Monday, 24 June 2013

Eulogy for my home town

After much thought, I decided to set my novel Save The Last Dance For Me (or it could well be called A Suitable Young Man - I haven't made up my mind yet), in my home town of Horwich in Lancashire. My logic was that I knew it well. When I lived there in the 1950s/1960s, it was a vibrant thriving town with a couple of mills and the Locomotive Works and many traditional independent shops. I found that using it as the location for my novel, it became as much a character of the book as any of the other characters.

Sadly, the Locomotive Works, then the main source of work for Horwich men, closed about 1968 followed soon after by the mills. 

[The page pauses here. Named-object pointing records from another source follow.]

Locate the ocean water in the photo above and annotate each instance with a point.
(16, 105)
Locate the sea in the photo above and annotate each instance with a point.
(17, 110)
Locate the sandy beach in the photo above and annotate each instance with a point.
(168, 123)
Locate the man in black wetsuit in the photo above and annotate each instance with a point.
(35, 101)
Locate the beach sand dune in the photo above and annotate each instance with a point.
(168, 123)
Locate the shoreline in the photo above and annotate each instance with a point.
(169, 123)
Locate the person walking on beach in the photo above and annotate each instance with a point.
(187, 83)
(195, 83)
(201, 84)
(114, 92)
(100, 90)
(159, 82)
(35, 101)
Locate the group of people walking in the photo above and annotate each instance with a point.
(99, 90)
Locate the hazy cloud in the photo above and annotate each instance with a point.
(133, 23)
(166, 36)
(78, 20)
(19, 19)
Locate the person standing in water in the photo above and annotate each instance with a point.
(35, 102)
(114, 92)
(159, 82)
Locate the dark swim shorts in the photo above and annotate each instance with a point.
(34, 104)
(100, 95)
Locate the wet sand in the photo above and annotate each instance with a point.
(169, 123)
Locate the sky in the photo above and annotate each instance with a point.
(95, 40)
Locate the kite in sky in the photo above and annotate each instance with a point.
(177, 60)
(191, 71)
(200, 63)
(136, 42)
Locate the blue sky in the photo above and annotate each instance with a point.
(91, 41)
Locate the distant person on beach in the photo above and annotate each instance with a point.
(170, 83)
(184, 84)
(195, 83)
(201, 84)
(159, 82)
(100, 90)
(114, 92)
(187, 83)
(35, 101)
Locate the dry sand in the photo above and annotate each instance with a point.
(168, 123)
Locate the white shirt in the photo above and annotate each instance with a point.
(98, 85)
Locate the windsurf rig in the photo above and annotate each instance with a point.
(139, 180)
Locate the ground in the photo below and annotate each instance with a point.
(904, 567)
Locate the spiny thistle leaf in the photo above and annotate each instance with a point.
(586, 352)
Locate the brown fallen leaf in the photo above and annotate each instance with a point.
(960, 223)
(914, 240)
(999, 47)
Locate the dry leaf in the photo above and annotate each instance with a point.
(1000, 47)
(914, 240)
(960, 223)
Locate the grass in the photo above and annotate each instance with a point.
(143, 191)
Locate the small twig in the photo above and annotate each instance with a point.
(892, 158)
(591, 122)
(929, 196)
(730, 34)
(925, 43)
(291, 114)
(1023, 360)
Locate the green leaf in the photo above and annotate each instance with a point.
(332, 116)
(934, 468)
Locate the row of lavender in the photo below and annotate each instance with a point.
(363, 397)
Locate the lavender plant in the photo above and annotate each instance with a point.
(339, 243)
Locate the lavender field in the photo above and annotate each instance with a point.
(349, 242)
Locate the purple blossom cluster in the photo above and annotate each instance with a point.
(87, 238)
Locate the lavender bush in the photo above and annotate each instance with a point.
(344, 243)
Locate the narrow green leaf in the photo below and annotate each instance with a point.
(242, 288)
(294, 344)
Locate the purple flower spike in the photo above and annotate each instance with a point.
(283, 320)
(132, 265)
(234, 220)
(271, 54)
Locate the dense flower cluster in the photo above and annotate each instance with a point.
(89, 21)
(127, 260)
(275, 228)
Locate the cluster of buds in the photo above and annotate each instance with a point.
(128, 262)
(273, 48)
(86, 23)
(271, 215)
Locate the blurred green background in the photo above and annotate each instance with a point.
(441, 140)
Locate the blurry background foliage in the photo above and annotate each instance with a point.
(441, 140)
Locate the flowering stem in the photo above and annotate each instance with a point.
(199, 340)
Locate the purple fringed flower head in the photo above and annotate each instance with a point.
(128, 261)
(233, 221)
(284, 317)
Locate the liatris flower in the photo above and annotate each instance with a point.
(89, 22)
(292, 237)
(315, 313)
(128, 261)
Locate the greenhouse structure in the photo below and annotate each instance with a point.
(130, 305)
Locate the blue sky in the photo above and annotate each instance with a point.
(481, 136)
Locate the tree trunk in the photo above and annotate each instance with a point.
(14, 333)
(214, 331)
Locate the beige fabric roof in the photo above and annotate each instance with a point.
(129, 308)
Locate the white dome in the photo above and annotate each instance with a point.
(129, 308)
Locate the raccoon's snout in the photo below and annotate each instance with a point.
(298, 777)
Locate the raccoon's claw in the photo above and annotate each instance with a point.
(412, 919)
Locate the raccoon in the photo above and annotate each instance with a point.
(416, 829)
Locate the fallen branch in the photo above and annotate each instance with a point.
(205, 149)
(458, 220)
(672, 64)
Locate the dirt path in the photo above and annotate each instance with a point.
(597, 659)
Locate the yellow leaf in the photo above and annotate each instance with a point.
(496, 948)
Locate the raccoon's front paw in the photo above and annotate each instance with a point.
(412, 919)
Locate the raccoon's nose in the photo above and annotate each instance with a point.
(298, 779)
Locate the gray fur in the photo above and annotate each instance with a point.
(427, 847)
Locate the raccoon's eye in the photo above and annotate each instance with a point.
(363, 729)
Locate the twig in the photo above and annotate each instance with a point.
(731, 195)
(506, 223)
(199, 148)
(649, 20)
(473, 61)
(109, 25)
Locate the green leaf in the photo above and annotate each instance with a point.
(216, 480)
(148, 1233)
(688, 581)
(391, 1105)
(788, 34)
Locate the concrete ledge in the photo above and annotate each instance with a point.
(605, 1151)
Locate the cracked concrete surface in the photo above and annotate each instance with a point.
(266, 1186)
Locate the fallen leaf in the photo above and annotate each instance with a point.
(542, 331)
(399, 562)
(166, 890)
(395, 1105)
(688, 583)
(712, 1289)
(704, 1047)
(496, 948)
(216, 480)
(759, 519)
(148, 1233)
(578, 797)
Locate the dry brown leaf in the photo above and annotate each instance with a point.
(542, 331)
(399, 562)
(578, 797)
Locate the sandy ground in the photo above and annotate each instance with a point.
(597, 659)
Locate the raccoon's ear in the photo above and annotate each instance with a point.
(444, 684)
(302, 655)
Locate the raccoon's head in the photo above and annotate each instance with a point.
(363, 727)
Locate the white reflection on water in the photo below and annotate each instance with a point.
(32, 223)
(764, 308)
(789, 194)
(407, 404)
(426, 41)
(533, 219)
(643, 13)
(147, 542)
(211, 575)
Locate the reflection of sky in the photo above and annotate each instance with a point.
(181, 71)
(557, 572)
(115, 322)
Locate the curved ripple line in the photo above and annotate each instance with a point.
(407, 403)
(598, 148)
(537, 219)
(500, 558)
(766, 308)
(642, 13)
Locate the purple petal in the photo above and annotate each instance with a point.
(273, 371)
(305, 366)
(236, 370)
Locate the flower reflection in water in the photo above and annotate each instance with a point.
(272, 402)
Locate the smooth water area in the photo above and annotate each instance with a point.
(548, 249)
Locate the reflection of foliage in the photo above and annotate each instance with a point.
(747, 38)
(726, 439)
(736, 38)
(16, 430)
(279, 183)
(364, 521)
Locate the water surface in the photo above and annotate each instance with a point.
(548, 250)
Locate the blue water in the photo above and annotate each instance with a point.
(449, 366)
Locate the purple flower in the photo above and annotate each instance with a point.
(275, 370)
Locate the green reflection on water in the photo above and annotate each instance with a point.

I haven't lived there since 1967 but have returned there many times, especially with my mother before she died. Now that I live in Derbyshire, hubby and I try to go back at least once a year to tend the family grave and spend some time with a friend I've known for 60 years. 

Last weekend, we took a short break holiday to the area and on Saturday morning, as usual, took a walk around Horwich. It seemed as if every other shop was shuttered and the rest of the town looked shabby and careworn. One of my abiding memories had been the independent ironmongers', Buchanan's, with its pervading smell of firewood and paraffin. We were so sad, on Saturday, to see that, too, was closed and shuttered. It seemed to me then that the heart and soul of Horwich has gone. There's no doubt it my mind that the town has been killed off by the nearby retail park of Middlebrook.

At least, Horwich lives on in my memory and in my book!